Many central banks persist in the delusion that they can set both price and quantity in the financial markets they operate in. They have ignored the expectations hypothesis of the terms structure of interest rates. On many occasions, they have engaged in forward misguidance and communication.

They exhibit excessive and/or asymmetric responsiveness to high-frequency asset market movements and volatility. They overestimated their capacity to boost aggregate demand. They have failed to prepare for the next cyclical downturn by not lowering (let alone eliminating) the effective lower bound on nominal interest rates.

There has also been a complete breakdown of coordination between central banks in the developed and emerging economies. For instance, the US Fed, the provider of the only serious global reserve currency, failed to arrange swap lines with leading central banks in the emerging markets during the Taper Tantrum.

Ben Bernanke and Janet Yellen of the US Fed, Mario Draghi of the ECB, Haruhiko Kuroda of the Bank of Japan and a host of other central bankers have deployed communication as an effective policy tool.

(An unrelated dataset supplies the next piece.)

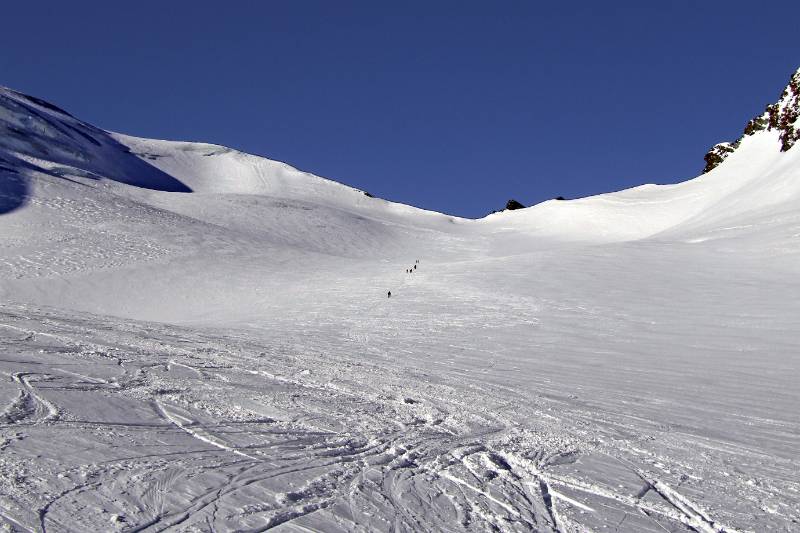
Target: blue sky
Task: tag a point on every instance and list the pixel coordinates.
(452, 106)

While every analyst has a bleak forecast on how demonetisation will affect economic growth, inflation prospects, hit corporate earnings and consumer sentiment, the actual data may just be much worse than the median forecasts. If there is indeed capitulation in the markets, we must have a central bank that communicates its plan of action rather than one showcasing utter confusion by virtue of its silence.

In today's world, silence is the worst enemy of any central bank. The Reserve Bank of India and its Governor, Urjit Patel, must step up their game or they stand to lose whatever credibility there is left after the recent demonetisation saga.